Yane Calovski: The physicality is also a result of conceptual consideration of the architecture of the project. As drawing is a process of articulating a visual language to illustrate ideas, we undertook a careful consideration of what these words can mean and how they can build an experience. It is also indirectly an aural experience as we considered the act of reading and humming words, the near-silence that exists on a written page. That is why, for the most part, our drawings resemble text works to be comprehended in the language in which they have been found. But the physicality of our production at the end is a sum of many parts, many considerations and intuitive conceptualization of space and history.
Başak Şenova: Last but not least, how do you locate this project in the context of being presented in the Sale d’Armi of the Arsenale?
Hristina Ivanoska and Yane Calovski: Since it was important for us from the start to have the project evolve in contextualization, having it in the Arsenale brings it in context with the history of reclaimed spaces, readdressed environments.
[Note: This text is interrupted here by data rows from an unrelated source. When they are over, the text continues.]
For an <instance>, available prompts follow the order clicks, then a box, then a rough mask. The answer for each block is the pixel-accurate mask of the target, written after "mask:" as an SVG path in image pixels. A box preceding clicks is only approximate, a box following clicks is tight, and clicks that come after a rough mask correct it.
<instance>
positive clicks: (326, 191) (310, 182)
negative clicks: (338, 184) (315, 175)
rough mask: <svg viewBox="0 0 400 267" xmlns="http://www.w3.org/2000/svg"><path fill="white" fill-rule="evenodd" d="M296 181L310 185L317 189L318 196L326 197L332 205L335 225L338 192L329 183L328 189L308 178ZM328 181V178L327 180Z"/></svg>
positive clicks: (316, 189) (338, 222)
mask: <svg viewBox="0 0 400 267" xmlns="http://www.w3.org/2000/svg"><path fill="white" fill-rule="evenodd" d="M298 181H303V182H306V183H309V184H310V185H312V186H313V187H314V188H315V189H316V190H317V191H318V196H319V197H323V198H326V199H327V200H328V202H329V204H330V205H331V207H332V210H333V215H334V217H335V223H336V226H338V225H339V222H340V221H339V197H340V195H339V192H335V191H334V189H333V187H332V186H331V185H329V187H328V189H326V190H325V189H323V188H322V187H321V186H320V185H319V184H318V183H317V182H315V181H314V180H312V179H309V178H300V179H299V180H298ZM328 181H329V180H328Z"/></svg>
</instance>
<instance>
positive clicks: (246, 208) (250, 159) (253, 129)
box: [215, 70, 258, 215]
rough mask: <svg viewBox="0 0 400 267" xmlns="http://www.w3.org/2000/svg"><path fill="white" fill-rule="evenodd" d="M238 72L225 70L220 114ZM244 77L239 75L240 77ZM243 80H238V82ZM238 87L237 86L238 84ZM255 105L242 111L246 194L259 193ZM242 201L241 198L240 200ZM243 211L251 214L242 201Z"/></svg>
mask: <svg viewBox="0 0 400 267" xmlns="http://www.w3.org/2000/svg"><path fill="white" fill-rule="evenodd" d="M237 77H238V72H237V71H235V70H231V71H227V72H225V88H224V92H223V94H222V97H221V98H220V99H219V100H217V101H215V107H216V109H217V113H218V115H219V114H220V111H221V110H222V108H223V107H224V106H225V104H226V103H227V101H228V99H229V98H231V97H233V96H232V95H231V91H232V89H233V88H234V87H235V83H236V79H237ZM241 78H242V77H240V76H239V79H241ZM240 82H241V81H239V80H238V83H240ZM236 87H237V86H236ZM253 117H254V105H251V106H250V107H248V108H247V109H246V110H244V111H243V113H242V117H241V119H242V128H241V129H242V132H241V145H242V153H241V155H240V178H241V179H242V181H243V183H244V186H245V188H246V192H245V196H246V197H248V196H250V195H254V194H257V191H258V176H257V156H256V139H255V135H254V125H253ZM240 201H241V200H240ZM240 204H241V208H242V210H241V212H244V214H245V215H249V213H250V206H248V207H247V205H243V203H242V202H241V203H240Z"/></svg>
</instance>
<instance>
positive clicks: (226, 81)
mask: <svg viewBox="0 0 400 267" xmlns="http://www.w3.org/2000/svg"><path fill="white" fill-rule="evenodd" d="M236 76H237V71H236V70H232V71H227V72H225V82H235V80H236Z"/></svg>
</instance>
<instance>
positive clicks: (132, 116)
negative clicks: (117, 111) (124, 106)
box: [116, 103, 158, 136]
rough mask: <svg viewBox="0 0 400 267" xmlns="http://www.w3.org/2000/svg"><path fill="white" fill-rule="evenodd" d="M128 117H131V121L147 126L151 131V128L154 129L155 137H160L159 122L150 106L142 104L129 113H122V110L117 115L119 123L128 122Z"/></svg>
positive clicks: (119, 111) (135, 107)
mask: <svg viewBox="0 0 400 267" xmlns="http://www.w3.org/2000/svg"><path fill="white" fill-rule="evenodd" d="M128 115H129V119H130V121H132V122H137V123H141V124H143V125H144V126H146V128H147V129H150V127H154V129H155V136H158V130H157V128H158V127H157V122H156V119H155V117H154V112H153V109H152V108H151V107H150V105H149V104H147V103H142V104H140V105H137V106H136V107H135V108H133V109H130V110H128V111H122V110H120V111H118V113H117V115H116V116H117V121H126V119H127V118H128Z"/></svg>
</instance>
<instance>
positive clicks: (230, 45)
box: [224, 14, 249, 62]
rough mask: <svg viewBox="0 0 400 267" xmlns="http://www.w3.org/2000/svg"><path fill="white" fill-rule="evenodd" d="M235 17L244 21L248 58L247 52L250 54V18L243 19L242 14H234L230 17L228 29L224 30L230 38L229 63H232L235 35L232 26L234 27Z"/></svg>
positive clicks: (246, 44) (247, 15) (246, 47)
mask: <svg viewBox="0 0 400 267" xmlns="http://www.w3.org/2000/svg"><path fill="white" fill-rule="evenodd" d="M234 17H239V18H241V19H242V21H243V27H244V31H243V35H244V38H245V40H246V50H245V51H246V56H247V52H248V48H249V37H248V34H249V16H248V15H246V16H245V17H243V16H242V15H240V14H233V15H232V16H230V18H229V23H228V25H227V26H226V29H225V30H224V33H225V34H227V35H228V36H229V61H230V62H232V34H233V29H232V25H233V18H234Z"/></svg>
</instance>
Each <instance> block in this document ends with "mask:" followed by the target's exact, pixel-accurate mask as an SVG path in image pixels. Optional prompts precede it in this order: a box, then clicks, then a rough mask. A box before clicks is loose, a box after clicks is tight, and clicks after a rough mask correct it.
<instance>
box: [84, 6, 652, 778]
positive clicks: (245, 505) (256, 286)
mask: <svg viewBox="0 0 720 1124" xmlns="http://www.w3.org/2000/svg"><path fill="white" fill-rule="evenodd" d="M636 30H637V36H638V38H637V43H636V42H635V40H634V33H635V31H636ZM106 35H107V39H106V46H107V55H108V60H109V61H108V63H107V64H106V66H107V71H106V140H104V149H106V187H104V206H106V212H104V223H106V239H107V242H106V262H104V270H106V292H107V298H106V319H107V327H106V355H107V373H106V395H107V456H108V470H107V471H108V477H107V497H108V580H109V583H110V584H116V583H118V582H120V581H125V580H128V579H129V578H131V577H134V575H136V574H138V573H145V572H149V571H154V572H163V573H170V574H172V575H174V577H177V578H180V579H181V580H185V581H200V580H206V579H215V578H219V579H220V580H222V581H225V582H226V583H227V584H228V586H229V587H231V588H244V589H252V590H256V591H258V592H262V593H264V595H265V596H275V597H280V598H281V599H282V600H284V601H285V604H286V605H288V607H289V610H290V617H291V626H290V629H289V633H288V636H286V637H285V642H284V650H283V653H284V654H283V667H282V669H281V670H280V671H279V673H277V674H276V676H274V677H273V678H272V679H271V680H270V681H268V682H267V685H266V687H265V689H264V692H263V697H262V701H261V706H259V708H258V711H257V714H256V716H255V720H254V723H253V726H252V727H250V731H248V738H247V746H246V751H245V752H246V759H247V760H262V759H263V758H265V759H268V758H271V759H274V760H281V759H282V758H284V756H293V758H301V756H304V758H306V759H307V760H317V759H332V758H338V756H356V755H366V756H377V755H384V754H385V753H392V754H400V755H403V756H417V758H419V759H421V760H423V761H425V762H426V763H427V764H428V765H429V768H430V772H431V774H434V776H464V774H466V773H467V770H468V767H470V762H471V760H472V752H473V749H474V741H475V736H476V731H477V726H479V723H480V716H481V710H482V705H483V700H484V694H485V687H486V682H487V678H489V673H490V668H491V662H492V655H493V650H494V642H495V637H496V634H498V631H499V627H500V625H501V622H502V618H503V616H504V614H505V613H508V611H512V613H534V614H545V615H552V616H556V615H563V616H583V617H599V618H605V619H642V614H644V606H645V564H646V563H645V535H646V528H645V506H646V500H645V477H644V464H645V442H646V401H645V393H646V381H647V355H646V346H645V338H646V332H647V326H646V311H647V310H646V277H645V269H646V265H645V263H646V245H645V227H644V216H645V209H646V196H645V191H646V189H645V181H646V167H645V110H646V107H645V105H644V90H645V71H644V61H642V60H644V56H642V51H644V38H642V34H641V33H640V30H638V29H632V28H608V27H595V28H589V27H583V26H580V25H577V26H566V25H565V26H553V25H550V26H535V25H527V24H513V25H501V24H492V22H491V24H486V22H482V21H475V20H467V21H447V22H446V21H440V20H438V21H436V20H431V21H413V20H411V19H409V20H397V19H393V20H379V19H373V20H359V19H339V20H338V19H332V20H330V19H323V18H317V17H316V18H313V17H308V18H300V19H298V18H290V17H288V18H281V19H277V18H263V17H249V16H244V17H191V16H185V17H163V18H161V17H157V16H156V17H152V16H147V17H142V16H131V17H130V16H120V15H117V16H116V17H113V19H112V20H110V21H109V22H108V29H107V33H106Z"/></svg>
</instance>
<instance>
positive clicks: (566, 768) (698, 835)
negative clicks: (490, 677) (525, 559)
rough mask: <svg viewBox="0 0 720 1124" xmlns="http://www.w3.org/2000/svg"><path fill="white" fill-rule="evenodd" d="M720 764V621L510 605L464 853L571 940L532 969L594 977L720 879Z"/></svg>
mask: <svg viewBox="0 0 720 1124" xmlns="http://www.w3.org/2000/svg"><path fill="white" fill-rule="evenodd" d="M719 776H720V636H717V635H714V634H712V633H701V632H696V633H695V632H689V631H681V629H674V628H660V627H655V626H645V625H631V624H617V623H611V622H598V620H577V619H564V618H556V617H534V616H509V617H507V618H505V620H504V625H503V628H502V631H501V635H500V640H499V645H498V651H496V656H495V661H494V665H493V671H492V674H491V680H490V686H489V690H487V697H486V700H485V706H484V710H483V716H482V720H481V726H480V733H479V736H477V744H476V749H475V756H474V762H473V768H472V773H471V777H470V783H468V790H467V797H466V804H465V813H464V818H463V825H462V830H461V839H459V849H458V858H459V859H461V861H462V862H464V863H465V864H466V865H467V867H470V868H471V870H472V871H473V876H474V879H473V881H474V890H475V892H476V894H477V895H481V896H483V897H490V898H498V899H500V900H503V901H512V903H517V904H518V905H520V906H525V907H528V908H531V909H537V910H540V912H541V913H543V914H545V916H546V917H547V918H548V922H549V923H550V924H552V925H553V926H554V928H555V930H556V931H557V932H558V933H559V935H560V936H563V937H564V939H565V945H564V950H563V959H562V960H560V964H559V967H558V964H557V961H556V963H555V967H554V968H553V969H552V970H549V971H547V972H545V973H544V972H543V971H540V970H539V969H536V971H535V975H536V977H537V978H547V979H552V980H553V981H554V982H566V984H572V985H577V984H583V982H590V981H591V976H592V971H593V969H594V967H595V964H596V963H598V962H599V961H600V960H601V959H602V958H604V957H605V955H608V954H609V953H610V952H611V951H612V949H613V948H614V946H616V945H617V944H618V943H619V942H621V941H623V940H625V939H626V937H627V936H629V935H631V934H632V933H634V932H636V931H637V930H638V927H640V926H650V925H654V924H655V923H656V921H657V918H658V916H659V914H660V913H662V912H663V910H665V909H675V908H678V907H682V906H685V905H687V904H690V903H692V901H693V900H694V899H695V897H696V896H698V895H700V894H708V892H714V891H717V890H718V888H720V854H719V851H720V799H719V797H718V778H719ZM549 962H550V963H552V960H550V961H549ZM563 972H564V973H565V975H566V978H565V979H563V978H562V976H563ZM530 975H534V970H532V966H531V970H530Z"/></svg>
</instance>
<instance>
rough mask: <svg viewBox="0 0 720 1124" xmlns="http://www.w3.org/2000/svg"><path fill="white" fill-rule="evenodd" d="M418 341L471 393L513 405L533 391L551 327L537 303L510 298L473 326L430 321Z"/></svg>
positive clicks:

It is important that in some way it feels anchored in the context of this particular building that is redesigned to service various installations. So, the dynamic is different, we can rest the historical connotation this dialogue may bring and focus on having the project articulated as a concept and a built environment. Furthermore, it is interesting for us that in some way we are returning to the word Chapel, something that got dropped following the show in Staatliche Kunsthalle Baden-Baden. But here we feel the space closely resembles these small chapels for contemplation, for prayer or religious service, very often as part of nonreligious institutions or can be part of a big structure or complex (military objects for example).
Our room for contemplation on one side can be seen as such in the context of Arsenale, having in mind the historic background of this complex environment and its current meaning and purpose. On the other hand, our project should not be perceived only as such. The created space We are all in this alone has its own history and identity that goes further and deeper into the meaning of faith; the faith in art, practicing art, living art, and art as an artist’s path to infinity.